It was purchased from an amber market by McKellar’s colleague Lida Xing, China University of Geosciences, who recognized its potential scientific importance. Within the amber, visible to the naked eye are a dense covering of feathers protruding from a tail segment which includes eight vertebrae and part of a ninth. Colleagues in China used a Synchrotron Radiation (SR) X-ray scan which enabled them to identify soft tissue, likely muscles, ligaments, and skin, as well as trace amounts of ferrous iron indicating that relics of hemoglobin remain trapped within the tail.
“We used the specialized photography and microscopy setup at the RSM to do most of the detailed specimen study, while the bones and specimen chemistry were studied using synchrotrons in China,” McKellar said. “The synchrotron scans allowed us to see the outlines of the bones, and how the feathers attached to the skin. The bone shapes showed that this tail was long and flexible which is unlike the tail type present in modern birds and their close relatives.”
What makes this specimen particularly unique is that although these feathers are not the first to be found in amber, most other discoveries have been challenging to link to their source animal. This specimen unquestionably represents the feathered tail of a non-avian dinosaur preserved in the amber from about 99 million years ago. The RSM is one of only a few facilities in the world where this type of fossil feather research is taking place.
McKellar and his colleagues at the museum, work on amber from dinosaur bone beds across the prairie provinces. They are looking for insects and ecological details and hope to someday find comparable specimens.

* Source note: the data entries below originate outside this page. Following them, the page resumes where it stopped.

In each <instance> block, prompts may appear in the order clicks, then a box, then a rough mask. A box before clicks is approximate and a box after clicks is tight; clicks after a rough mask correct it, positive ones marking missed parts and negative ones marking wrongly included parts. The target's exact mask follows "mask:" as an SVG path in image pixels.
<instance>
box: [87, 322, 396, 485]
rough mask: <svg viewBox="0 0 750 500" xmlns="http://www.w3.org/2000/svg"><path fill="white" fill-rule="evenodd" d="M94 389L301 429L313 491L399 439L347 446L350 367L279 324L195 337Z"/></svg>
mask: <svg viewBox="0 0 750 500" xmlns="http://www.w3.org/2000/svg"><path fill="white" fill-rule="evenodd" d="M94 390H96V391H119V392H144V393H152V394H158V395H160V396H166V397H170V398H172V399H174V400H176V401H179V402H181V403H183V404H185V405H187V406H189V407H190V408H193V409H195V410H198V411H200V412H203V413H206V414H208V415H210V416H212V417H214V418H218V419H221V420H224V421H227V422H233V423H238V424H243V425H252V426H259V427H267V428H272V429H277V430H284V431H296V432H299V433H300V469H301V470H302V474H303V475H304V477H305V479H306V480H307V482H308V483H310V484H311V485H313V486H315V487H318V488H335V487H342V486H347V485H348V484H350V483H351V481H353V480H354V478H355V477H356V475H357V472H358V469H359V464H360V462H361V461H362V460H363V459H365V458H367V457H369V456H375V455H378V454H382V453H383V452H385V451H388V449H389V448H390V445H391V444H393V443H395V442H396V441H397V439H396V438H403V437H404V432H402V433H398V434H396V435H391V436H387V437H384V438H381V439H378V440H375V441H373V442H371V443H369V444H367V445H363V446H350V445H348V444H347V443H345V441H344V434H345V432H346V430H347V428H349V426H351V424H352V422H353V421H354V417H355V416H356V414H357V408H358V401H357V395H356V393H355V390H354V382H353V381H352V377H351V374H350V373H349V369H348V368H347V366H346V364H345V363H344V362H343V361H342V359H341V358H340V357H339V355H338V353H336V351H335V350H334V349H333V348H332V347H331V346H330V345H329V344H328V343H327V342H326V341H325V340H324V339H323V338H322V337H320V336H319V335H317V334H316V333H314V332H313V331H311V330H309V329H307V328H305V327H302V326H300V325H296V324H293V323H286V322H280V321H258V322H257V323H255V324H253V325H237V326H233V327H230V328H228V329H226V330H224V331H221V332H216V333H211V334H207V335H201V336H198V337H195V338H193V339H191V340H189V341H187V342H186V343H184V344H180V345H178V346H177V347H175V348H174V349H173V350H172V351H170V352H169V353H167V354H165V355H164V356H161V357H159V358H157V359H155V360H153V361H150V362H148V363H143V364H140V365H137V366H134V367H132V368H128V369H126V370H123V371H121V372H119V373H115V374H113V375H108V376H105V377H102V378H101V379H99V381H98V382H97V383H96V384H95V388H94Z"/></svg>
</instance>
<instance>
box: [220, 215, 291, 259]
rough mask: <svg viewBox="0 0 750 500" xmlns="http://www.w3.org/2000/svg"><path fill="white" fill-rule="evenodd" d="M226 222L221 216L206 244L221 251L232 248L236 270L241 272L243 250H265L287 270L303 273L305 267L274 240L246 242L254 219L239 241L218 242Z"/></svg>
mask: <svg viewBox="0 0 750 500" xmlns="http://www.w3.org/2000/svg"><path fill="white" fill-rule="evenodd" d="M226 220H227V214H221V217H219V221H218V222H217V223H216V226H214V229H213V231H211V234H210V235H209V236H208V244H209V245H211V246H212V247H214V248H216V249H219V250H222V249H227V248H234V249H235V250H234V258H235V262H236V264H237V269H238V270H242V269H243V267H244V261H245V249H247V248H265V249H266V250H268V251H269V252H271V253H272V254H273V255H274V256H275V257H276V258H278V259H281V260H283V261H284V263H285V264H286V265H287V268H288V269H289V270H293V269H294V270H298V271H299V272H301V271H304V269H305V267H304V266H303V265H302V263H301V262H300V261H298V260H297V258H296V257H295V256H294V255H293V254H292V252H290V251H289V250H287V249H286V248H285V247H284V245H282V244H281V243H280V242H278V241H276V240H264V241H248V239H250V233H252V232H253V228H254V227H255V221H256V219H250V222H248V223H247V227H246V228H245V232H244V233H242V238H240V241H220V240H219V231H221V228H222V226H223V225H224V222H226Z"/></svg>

McKellar has broad interests in palaeontology, however his current research is focused primarily on amber inclusions and composition. He believes there is tremendous value in amber as a supplement to the fossil record of dinosaurs.
“This is a new source of information that is worth researching with intensity, and protecting as a fossil resource,” McKellar said.
This project was funded in part by a National Geographic Expeditions Council grant.